Ursprünglich sind Kletterpflanzen in Auen und Wäldern beheimatet. "Daher brauchen sie einen frischen, humusreichen Boden, der tiefgründig ist", empfiehlt Experte Brandhorst. Der geeignete Standort variiert je nach Gattung. Für sonnige Plätze empfiehlt Brandhorst die Zier-Kiwi mit ihrer rosafarbenen Blattspitze und gelb blühende Waldreben. "Für schattige Plätze eignen sich die Alpen-Waldrebe und das Trompeten-Geißblatt." Die Duftrebe, Wilder Wein und die Spalthortensie vertragen sowohl Sonne als auch Schatten. 

Der Wind ist ein entscheidender Faktor für das Wachstum, denn er zieht mit großer Stärke um die Hausecken - das beeinträchtige das Pflanzenwachstum, erläutert Gärtnermeister Brandhorst. Vor allem mit zunehmender Höhe wirkten die Kräfte stärker. Daher sollten Kletterpflanzen nicht an diesen exponierten Stellen in die Höhe gezogen werden, sondern sich von der Wandmitte aus entwickeln.

Fassadengrün richtig pflanzen

Das Loch im Boden für die Kletterpflanzen sollte mindestens 50 Zentimeter breit und tief sein. Der Raum, den die Pflanze mit Wurzeln füllen kann, muss mindestens einen Kubikmeter umfassen. "Das ist oft schwer zu realisieren", sagt Michael Henze, Umweltreferent beim Bundesverband Garten-, Landschafts- und Sportplatzbau. "Denn Kletterpflanzen stehen ja direkt an Hauswänden, wo der Wurzelraum begrenzt wird durch Fundamente, Keller oder Fußwege."
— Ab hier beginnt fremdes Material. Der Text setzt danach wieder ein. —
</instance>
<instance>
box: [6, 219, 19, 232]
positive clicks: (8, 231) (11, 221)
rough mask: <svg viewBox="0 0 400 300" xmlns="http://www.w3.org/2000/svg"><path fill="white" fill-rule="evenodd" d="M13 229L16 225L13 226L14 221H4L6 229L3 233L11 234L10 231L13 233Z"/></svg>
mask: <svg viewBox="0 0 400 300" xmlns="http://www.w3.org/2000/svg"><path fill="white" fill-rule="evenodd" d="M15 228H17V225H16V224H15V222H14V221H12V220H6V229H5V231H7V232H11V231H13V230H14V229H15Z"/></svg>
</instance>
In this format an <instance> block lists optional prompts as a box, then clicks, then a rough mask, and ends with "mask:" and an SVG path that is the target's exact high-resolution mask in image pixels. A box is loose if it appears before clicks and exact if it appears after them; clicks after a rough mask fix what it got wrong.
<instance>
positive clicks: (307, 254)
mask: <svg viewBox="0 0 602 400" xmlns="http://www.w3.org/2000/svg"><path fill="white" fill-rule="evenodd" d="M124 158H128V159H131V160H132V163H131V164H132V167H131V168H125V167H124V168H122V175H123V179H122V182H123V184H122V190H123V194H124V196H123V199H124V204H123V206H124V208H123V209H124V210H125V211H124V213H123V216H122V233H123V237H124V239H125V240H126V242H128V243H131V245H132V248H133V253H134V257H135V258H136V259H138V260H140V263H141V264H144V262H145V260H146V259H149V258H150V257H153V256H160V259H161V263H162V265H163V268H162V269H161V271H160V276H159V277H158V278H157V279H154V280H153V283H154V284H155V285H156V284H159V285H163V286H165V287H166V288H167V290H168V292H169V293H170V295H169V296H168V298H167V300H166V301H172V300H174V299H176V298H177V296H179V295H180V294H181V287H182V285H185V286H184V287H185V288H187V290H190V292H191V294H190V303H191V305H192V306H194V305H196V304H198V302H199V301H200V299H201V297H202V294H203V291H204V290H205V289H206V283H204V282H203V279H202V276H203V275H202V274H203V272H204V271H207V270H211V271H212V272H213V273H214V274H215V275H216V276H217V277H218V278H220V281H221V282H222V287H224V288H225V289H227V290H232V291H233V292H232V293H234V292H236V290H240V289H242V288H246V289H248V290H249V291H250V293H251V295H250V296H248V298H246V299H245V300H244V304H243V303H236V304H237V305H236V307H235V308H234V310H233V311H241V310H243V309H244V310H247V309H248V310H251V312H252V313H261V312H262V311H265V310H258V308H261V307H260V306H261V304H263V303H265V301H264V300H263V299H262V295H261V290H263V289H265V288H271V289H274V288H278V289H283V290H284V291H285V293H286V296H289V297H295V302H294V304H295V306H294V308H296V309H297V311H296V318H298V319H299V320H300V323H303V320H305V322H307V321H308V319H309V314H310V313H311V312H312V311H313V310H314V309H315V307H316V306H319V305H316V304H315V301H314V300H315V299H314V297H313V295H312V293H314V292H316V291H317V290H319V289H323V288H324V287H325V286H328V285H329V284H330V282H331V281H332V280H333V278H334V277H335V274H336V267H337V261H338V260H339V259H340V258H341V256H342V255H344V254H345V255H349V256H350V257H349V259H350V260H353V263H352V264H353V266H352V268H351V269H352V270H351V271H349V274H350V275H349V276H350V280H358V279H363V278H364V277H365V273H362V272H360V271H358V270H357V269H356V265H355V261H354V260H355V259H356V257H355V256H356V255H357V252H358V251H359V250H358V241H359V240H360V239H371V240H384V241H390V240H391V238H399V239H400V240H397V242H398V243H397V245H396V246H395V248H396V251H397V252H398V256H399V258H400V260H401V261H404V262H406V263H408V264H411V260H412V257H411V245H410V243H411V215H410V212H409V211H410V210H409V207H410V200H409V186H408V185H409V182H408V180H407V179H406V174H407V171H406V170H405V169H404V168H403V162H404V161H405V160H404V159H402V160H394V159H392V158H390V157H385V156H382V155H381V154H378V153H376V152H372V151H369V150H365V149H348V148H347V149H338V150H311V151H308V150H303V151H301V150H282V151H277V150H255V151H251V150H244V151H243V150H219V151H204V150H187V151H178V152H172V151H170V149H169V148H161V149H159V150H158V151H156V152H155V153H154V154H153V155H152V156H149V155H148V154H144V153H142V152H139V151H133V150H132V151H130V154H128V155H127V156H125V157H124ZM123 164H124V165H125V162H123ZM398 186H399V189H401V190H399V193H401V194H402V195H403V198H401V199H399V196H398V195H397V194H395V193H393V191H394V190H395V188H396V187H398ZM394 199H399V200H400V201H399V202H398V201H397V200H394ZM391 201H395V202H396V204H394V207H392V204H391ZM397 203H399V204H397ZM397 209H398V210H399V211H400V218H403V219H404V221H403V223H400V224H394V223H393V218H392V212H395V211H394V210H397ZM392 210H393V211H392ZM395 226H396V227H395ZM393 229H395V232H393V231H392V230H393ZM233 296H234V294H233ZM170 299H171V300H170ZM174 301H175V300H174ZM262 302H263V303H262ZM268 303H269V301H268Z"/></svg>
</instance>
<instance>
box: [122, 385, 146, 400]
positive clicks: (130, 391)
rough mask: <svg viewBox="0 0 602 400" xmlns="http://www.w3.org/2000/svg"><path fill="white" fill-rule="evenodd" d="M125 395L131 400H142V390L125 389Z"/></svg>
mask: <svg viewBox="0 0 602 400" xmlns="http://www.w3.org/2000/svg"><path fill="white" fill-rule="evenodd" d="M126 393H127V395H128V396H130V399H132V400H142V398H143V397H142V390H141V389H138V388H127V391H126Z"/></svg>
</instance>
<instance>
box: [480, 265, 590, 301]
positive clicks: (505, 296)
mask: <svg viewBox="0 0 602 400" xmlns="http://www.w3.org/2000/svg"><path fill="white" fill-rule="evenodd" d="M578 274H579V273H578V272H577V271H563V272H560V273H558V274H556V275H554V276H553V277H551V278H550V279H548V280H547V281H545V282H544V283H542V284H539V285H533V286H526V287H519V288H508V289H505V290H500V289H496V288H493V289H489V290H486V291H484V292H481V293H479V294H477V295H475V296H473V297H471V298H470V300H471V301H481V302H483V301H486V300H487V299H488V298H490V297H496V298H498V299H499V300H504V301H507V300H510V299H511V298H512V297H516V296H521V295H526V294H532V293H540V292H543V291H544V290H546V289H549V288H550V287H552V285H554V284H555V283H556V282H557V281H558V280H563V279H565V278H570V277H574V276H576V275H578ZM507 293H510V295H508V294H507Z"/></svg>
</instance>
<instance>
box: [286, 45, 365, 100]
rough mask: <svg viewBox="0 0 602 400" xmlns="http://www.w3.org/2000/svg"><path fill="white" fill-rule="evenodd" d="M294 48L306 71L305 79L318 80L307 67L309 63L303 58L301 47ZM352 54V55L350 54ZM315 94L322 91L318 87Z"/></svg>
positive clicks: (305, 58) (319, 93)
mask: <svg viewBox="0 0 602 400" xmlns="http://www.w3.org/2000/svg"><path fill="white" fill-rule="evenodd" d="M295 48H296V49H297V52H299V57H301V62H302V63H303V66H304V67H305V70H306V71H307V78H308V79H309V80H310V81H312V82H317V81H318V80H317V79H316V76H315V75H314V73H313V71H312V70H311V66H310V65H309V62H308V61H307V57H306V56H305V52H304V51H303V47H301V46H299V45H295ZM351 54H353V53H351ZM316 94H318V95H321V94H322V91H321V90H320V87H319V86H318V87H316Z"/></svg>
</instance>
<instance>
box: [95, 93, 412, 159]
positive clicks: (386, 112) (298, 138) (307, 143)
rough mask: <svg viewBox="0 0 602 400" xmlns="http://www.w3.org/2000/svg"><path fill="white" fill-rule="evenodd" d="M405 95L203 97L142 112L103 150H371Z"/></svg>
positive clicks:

Richtige Pflege für Fassadengrün

Fassadengrün ist relativ pflegeleicht. In heißen trockenen Sommern braucht es ab und zu etwas Wasser. Manche Arten wie der Blauregen benötigen einen jährlichen Rückschnitt. "Wenn die Pflanzen lange Triebe ausbilden, sieht die Fassade bald ungepflegt aus", erklärt Henze. "Die Pflanzen müssen auch zurückgeschnitten werden, um Fenster, Türen oder das Dach freizuhalten." Im Frühjahr empfiehlt sich eine Gabe von organischem Dünger. Auch etwas Kompost kann sich günstig auswirken.

Vorteile der Fassadenbegrünung

- Kletterpflanzen schützen das Gebäude vor Witterungseinflüssen wie starke Sonneneinstrahlung oder Regenfälle und mindern die Temperaturschwankungen.

- Fassadenbegrünung sorgt für Wärme- und Schallschutz.

- Klima wird durch Erhöhung der Luftfeuchte verbessert.

Nachteile der Fassadenbegrünung

- Wuchernde Kletterpflanzen sprengen möglicherweise Dachrinnen oder würgen Regenrinnen ab.

- Zu große Last der Pflanzen kann Rankhilfe und auch Fassade beschädigen.

- Haftwurzeln können in Fugen hineinwachsen und so die Fassade zerstören.

- Fassadengrün braucht den richtigen Standort zum Wurzeln.

- Pflanzen müssen regelmäßig gepflegt werden.